Random Forests find numerous applications in real-life projects across various domains due to their versatility, robustness, and effectiveness in handling complex datasets. For example in:

  • Marketing and E-commerce:

    • Customer Segmentation: Random Forests are used to segment customers into different groups based on demographic, behavioral, or transactional data. This segmentation helps in targeted marketing campaigns and personalized customer experiences.
    • Recommendation Systems: E-commerce platforms and content streaming services utilize Random Forests in recommendation systems to suggest products, movies, or content based on user preferences, browsing history, and purchase behavior.
  • Environmental Science:

    • Species Classification: Random Forests are used in environmental science for species classification and biodiversity assessment. They analyze environmental features and habitat data to classify species of plants and animals, aiding in conservation efforts.
    • Climate Modeling: Random Forests are employed in climate modeling to analyze climate data, predict weather patterns, and simulate the impact of climate change on ecosystems and human populations.
  • Manufacturing and Industry:

    • Predictive Maintenance: Manufacturing companies use Random Forests for predictive maintenance of machinery and equipment. They predict equipment failures and perform preventive maintenance based on sensor data, historical maintenance records, and operational parameters.
    • Quality Control: Random Forests are used in quality control processes to identify defects in products or detect anomalies in manufacturing processes. They analyze sensor data and production metrics to ensure product quality and process efficiency.
Forest with EUREKA effect

Pros and cons

Random Forests offer several advantages and disadvantages, which should be considered when choosing this algorithm for a particular task.

  • Advantages:

    • Overgitting resistance - Random Forest is less prone to overfitting compared to individual decision trees, but still Random Forest can overfit.
    • Large dataset stability - It can handle large datasets with high dimensionality.
    • Feature callback - It provides a feature importance measure, which can be helpful in feature selection.
  • Disadvantages:

    • Costly exploatation - Random Forest can be computationally expensive, especially for large numbers of trees and features.
    • Imbalance vulnerability - It may not perform well on very imbalanced datasets.
    • Lack of insight - It's considered a "black box" model, meaning it's not as interpretable as simpler models like linear regression.

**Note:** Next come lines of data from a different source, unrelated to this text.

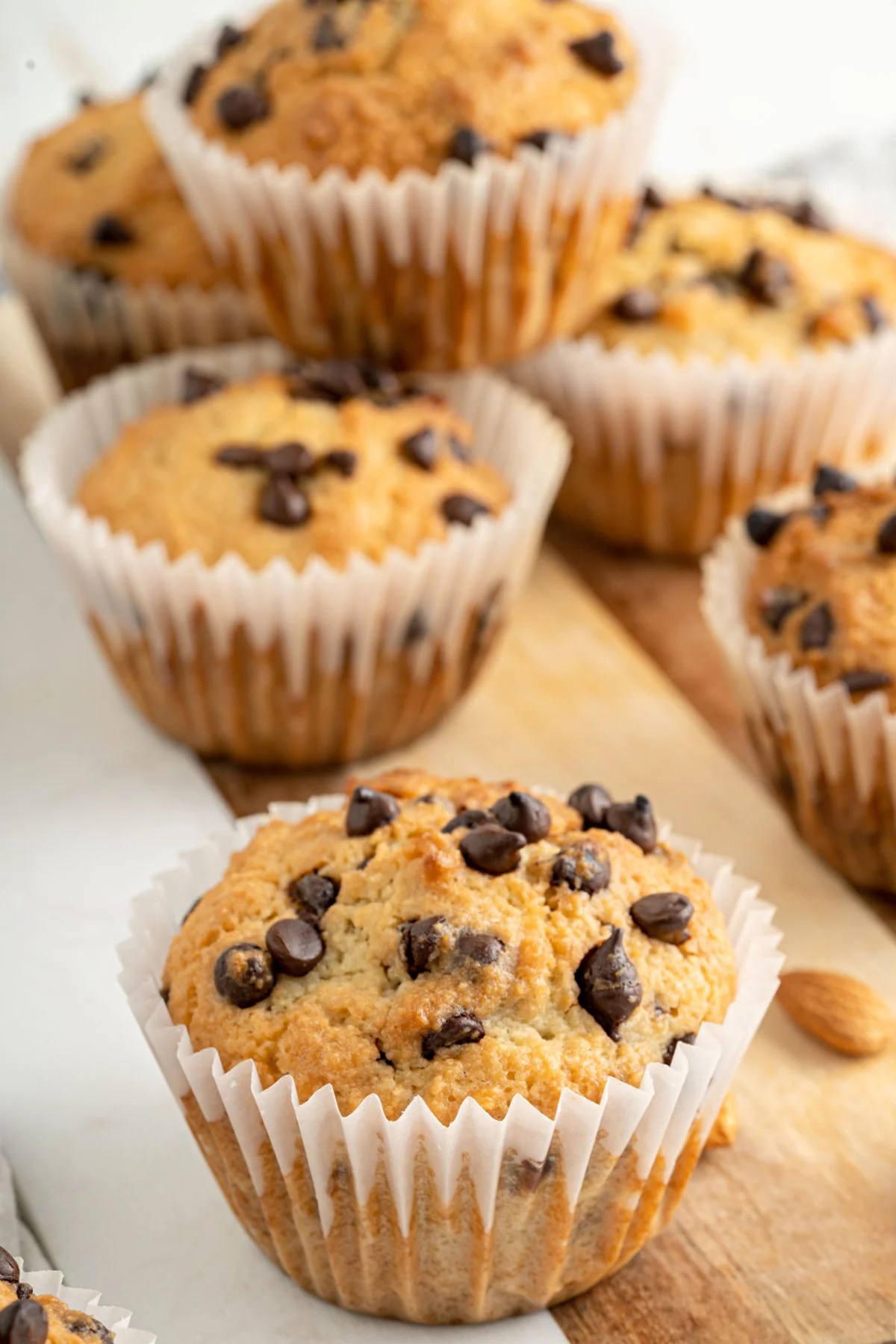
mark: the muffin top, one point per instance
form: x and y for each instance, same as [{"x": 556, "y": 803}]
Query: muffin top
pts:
[
  {"x": 824, "y": 586},
  {"x": 449, "y": 939},
  {"x": 321, "y": 460},
  {"x": 96, "y": 194},
  {"x": 716, "y": 276},
  {"x": 408, "y": 84},
  {"x": 35, "y": 1319}
]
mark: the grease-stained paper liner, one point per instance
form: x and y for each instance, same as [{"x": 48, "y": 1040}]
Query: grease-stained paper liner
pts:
[
  {"x": 279, "y": 665},
  {"x": 49, "y": 1283},
  {"x": 90, "y": 326},
  {"x": 665, "y": 450},
  {"x": 830, "y": 759},
  {"x": 467, "y": 1222},
  {"x": 447, "y": 270}
]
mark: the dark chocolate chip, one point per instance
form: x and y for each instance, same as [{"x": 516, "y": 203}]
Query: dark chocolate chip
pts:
[
  {"x": 635, "y": 305},
  {"x": 763, "y": 526},
  {"x": 193, "y": 84},
  {"x": 421, "y": 449},
  {"x": 598, "y": 53},
  {"x": 830, "y": 479},
  {"x": 296, "y": 945},
  {"x": 465, "y": 144},
  {"x": 482, "y": 948},
  {"x": 112, "y": 231},
  {"x": 462, "y": 508},
  {"x": 766, "y": 279},
  {"x": 284, "y": 504},
  {"x": 524, "y": 813},
  {"x": 469, "y": 818},
  {"x": 492, "y": 850},
  {"x": 817, "y": 629},
  {"x": 862, "y": 680},
  {"x": 421, "y": 941},
  {"x": 242, "y": 105},
  {"x": 198, "y": 385},
  {"x": 633, "y": 820},
  {"x": 314, "y": 894},
  {"x": 775, "y": 605},
  {"x": 461, "y": 1028},
  {"x": 581, "y": 868},
  {"x": 243, "y": 974},
  {"x": 664, "y": 915},
  {"x": 368, "y": 811},
  {"x": 609, "y": 986},
  {"x": 688, "y": 1038},
  {"x": 23, "y": 1323},
  {"x": 591, "y": 803}
]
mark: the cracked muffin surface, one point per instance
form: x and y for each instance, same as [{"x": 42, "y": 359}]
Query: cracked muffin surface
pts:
[{"x": 450, "y": 939}]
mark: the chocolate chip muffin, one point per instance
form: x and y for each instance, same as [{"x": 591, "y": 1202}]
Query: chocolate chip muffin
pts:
[
  {"x": 94, "y": 208},
  {"x": 448, "y": 939}
]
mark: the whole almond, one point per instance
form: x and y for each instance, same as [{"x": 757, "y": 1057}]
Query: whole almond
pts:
[{"x": 845, "y": 1014}]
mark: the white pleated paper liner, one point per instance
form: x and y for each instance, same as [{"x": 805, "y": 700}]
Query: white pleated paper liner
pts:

There are numerous articles, reports, and research papers on Random Forests available online, covering various aspects of the algorithm, its applications, and advancements. Here are some notable resources that provide comprehensive insights into Random Forests:


Overall, Random Forest is a versatile and powerful algorithm that is widely used in various machine learning applications across different domains. Random Forests remain a popular choice for many machine learning tasks due to their accuracy, robustness, and ability to handle complex datasets. When applied appropriately and tuned carefully, Random Forests can yield excellent results in real-world projects.